Dalejże Shotcut 18.09!
Jeżeli ktoś uważał, ze początek września to doskonały moment na nowe wydanie edytora wideo Shotcut, to wiele się nie pomylił. Najnowszy Shotcut 18.09 może nie został upubliczniony równo z nastaniem pierwszego dnia wspomnianego miesiąca, niemniej taka jest cena postępu który nie jest wyłącznie poprawkami błędów.
Scena linuksowych edytorów wideo ma się dobrze. Nawet jeżeli ktoś uzna, że jakiś projekt nie spełnia wymogów stabilności na użytkowanej maszynie, to rozwiązaniem jest wypróbowanie innego rozwiązania. Shotcut na tle konkurencji z pewnością wyróżnia się bogactwem opcji, efektów i przede wszystkim troską autorów, by zadowolić oczekiwania użytkowników.

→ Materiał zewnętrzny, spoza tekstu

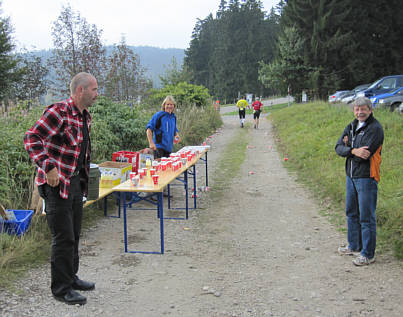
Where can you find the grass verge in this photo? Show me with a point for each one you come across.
(226, 169)
(19, 254)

Najnowsza wersja 18.09 zawiera sporo dodatków funkcjonalnych. To sprytniejsze sortowanie klipów na osi czasu (Ripple). Więcej filtrów – Timer, Shake, poprawki w obrotach. A także możliwość dodania klipów zawierające tekst, sprawniejszego wyeksportowania WebM VP8, VP9, itp.
Poprawiono stabilność usuwając awaryjność elementów powodujących błędy w przeszłości. To przyczyniło się do wzrostu wydajności, przynajmniej według deklaracji twórców. Chociaż nie brzmi to wystarczająco ekscytująco, to jednak program pozbył się wielu błędów wersji poprzednich, usprawnił kontrolę na osi czasu. Przeprojektowaniu uległy też niektóre elementy interfejsu.
A wszystko to można sprawdzić pobierając paczkę snap, flatpak lub przygotowaną binarkę bezpośrednio ze strony projektu.